Are Cookies the Answer to Session Control? (Views: 101)


Are Cookies the Answer to Session Control?


Managing state is an essential underpinning to mission-critical, browser-based applications. These programs need to behave as though they were running in a completely trusted environment. Users must be identifiable, and their actions must remain in context as far as the application is concerned. To do this, the programmer needs to focus on techniques for maintaining state.

The problem, of course, is that applications running in a Web environment are, by definition, stateless. Each time the CGI (Common Gateway Interface) or ISAPI (Internet Server Application Programming Interface) is called by the browser, it treats the call as a new request for information. Essentially "blind" to any previous requests this browser has made, the Web application may need to know certain details that help it determine how these requests are to be handled.

What Is Mission-critical?

The term mission-critical is subject to some amount of interpretation. Certainly, a college student hard-pressed to finish a term paper might consider his midnight Yahoo! searches to be mission-critical, but that sort of activity falls far short of the real definition. When designing Web applications for industrial and government use, the programmer can consider his project to be mission-critical when it meets any one of the following criteria:

The data being transmitted is strictly regulated by law or common practice, e.g. medical or legal information.
Unauthorized access to the application might present a risk of commercial or personal loss, either to the organization, the user, or any individual identified in the data stream.
Inability to access the application causes a work stoppage, corrupts data, or results in financial or personal harm of a grievous nature.

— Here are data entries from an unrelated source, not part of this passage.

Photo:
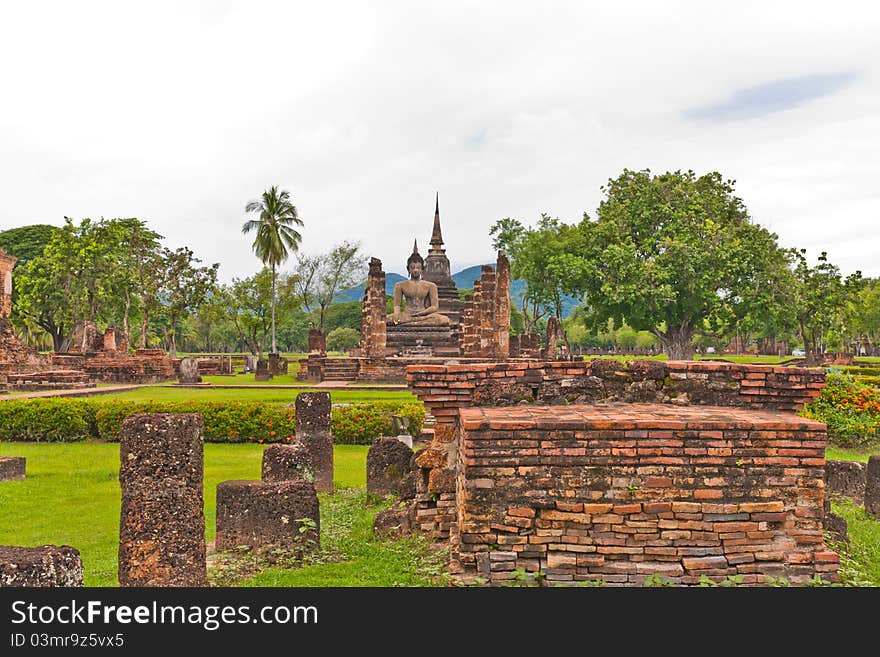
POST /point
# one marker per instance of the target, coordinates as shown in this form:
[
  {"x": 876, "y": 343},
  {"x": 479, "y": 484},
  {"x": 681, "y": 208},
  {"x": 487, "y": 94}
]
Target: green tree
[
  {"x": 248, "y": 304},
  {"x": 275, "y": 236},
  {"x": 673, "y": 254},
  {"x": 545, "y": 258},
  {"x": 318, "y": 279},
  {"x": 27, "y": 242},
  {"x": 865, "y": 314},
  {"x": 343, "y": 338},
  {"x": 821, "y": 297},
  {"x": 186, "y": 286}
]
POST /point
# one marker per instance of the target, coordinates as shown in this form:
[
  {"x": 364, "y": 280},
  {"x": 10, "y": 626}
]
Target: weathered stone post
[
  {"x": 189, "y": 371},
  {"x": 162, "y": 521},
  {"x": 317, "y": 342},
  {"x": 554, "y": 333},
  {"x": 47, "y": 565},
  {"x": 267, "y": 515},
  {"x": 391, "y": 469},
  {"x": 313, "y": 432},
  {"x": 12, "y": 467},
  {"x": 373, "y": 323},
  {"x": 287, "y": 463},
  {"x": 872, "y": 486}
]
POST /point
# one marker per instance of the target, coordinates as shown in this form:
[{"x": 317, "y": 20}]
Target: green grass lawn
[
  {"x": 72, "y": 497},
  {"x": 841, "y": 454},
  {"x": 169, "y": 393}
]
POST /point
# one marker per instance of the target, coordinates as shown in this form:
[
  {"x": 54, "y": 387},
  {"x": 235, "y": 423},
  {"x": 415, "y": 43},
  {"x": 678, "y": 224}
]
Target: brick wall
[
  {"x": 623, "y": 491},
  {"x": 446, "y": 388},
  {"x": 373, "y": 324},
  {"x": 486, "y": 314}
]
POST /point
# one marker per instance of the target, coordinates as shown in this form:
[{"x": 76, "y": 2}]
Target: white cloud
[{"x": 362, "y": 112}]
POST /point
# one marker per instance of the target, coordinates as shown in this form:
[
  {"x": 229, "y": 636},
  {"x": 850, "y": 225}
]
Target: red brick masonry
[
  {"x": 619, "y": 492},
  {"x": 446, "y": 388}
]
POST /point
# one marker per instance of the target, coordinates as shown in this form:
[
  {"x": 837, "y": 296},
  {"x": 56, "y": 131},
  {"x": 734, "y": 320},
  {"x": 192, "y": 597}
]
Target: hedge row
[{"x": 69, "y": 420}]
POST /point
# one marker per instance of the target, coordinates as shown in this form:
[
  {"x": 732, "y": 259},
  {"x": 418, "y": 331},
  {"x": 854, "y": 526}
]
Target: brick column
[
  {"x": 162, "y": 521},
  {"x": 502, "y": 307},
  {"x": 373, "y": 326}
]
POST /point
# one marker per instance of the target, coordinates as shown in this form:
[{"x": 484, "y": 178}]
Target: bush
[
  {"x": 225, "y": 422},
  {"x": 47, "y": 420},
  {"x": 850, "y": 409},
  {"x": 359, "y": 424},
  {"x": 67, "y": 420}
]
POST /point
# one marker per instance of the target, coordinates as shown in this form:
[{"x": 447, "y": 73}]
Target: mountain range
[{"x": 464, "y": 280}]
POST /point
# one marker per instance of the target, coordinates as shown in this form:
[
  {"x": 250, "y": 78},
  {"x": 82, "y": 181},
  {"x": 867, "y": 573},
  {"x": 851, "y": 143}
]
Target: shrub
[
  {"x": 850, "y": 409},
  {"x": 225, "y": 422},
  {"x": 359, "y": 424},
  {"x": 67, "y": 420},
  {"x": 46, "y": 420}
]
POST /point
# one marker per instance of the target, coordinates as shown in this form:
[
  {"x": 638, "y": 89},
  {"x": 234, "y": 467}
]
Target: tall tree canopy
[
  {"x": 276, "y": 236},
  {"x": 674, "y": 254}
]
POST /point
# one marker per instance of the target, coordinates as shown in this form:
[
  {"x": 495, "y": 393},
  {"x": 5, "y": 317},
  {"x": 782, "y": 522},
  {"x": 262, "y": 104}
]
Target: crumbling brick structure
[
  {"x": 373, "y": 313},
  {"x": 162, "y": 523},
  {"x": 313, "y": 432},
  {"x": 486, "y": 314},
  {"x": 623, "y": 491},
  {"x": 267, "y": 516},
  {"x": 44, "y": 566},
  {"x": 718, "y": 441}
]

Essential to the definition is the concept of information vulnerability. Whether a reasonable person might expect data from the application to be used in a harmful or unlawful manner is immaterial. Mission-critical applications require a flexible approach to programming that often results in tightly coded, unique products.

Obviously, this is more expensive than off-the-shelf solutions. In part because of the cost factor, the same objection to tight coding is heard in every conference room and every office where Internet projects are planned: "Oh, nobody is really going to break in and steal our data!"

In fact, if US$500 can be made by stealing information from your system, you can go to sleep at night secure in the knowledge that someone, somewhere is working very hard to do just that. If drug-test results can be altered, it's worth somebody's time to attempt it. If children's court records can be opened, someone will make money finding a way to get at the information.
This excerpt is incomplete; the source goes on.